Ao tentar defender o pai Ricardo
Murad das acusações que pairam sobre sua nebulosa gestão na Secretaria de Saúde do
Estado, ter construído hospitais “elefantes brancos” no interior do
Maranhão e acusar o governador Flávio Dino de suposto “vazamento” para a
imprensa local de informações sobre o processo em que Murad é acusado de improbidade
administrativa, a deputada Andrea Murad, acabou ouvindo poucas e boas do líder
governistas, Rogério Cafeteira, na sessão desta manhã de quinta-feira (26).  

O clima ficou tenso quando a
parlamentar acusou o governador de ter “plantado” na revista Carta Capital que
sua eleição teria sido comprada por R$ 10 milhões de um recurso repassado para o
município de Miranda do Norte e apontou que o atual líder do governo, Rogério
Cafeteira, também teria se beneficiado da sinecura.

“Desses dez milhões, deputado
Rogerio, inclusive, estão emendas sua. Nesses dez milhões estão inclusos
repasses do governo. O repasse para Miranda do Norte do secretário Ricardo Murad
foi inferior ao de V.Exa. Inclusive V.Exa. nem votado em Miranda era.
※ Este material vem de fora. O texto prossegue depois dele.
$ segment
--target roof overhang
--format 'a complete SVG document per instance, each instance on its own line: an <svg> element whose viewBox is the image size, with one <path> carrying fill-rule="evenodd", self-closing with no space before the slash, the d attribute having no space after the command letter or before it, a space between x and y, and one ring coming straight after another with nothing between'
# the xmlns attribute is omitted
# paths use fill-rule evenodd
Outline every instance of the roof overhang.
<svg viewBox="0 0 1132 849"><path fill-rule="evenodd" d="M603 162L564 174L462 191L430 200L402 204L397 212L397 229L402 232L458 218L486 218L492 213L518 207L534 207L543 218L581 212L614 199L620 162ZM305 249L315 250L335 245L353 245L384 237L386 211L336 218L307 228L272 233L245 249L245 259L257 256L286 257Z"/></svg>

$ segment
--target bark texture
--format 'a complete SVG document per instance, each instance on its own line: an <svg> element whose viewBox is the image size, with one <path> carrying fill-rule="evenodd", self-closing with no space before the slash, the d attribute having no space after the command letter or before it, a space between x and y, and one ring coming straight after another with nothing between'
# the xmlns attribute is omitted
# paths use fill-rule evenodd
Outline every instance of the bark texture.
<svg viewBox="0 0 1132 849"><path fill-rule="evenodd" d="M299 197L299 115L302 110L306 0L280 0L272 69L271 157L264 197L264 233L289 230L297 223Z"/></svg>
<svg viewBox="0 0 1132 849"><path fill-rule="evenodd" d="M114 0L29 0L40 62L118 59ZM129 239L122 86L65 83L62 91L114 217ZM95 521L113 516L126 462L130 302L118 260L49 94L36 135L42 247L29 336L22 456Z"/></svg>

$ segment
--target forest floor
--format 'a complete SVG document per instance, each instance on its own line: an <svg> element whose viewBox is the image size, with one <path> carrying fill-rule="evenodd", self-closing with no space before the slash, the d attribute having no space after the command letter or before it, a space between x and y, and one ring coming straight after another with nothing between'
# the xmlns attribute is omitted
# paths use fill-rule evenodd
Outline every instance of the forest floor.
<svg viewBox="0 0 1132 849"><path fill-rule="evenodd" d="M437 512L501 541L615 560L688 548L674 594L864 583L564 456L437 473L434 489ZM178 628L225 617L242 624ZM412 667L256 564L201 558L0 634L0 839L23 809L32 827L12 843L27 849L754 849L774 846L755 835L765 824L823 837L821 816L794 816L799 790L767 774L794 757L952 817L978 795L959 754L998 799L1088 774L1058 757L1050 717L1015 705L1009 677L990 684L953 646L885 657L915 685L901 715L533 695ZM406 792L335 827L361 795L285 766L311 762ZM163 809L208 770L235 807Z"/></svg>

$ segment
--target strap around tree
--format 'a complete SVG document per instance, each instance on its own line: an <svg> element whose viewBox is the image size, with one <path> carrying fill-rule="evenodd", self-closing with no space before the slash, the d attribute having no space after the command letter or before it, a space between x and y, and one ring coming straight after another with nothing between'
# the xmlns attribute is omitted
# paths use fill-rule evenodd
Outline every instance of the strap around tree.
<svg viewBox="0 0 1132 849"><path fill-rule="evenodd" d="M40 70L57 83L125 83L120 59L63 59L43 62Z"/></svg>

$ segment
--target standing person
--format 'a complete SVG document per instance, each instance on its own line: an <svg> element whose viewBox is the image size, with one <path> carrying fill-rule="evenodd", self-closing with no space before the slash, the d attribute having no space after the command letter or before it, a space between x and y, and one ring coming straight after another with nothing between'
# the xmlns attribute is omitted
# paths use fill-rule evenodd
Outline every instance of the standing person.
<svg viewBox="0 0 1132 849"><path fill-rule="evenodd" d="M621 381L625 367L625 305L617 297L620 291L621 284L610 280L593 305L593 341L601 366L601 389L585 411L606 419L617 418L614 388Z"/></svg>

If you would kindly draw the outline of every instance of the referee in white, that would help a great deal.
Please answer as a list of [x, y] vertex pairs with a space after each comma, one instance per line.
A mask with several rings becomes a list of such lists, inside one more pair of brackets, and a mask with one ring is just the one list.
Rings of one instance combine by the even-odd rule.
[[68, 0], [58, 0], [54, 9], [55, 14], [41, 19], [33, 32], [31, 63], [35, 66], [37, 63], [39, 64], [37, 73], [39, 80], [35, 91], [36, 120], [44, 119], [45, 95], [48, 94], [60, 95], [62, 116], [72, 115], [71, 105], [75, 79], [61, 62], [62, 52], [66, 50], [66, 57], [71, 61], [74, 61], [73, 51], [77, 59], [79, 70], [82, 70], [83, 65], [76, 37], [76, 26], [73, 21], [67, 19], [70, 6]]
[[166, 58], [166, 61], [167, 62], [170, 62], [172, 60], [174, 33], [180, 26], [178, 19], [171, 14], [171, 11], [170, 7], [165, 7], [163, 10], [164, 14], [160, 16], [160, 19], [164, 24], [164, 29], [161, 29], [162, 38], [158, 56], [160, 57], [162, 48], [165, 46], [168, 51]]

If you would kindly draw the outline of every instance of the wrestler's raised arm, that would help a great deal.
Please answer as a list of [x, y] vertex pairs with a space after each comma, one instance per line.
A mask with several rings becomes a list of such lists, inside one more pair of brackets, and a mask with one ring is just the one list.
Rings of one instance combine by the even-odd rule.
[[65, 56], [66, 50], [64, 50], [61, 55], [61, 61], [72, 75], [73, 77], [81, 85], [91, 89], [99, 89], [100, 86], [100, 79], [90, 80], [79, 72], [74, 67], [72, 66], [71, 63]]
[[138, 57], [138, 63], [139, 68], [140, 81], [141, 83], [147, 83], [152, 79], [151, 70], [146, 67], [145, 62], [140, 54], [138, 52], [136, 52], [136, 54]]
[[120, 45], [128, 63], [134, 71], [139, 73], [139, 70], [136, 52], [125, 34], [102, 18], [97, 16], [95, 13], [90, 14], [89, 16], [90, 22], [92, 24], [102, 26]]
Então, eu
acho que, em vez de nós fazermos acusações que não têm fundamento e lógica, nós
temos que rever e eu digo isso para os deputados que apoiam Flávio Dino”.

Diante do discurso agressivo
da deputada ao tentar defender a gestão nebulosa do pai na pasta, o líder do
governo, deputado Rogério Cafeteira, observou que a emenda que destinou ao
município, no valor de R$ 800 mil, foi assinada por ele e que não dava nem para
se comparar com o montante que foi enviado por Ricardo para bancar a eleição de
Andrea.

“Veja bem, o ex-deputado
Ricardo Murad tem todas as condições de se defender. Se alguém tem alguma ação
contra ele, nunca foi movida por mim e acredito que nem pelo governador Flávio
Dino. Foi o Ministério Público, mas ele vai ter o amplo direito de defesa”,
pontuou Cafeteira.

Rogério lembrou que a
parlamentar havia falado dos convênios de governos anteriores, mas esqueceu Ricardo.
” Em Passagem Franca,
por exemplo, eu queria saber o que aconteceu lá, porque em Miranda, desses R$
10,9 milhões que foram, eu fiz um de R$ 800 mil, o que está longe do montante.
Mas veja bem, eu não quero entrar nesses detalhes, mas se V.Exa. quiser vamos
lá na lama para brigar. E vou dizer daqui quem foi, como foram feitos os
convênios para lá, o valor de cada um e quem indicou. Porque o meu está lá com
o meu nome, questionáveis são outros valores infinitamente maiores do que o meu”.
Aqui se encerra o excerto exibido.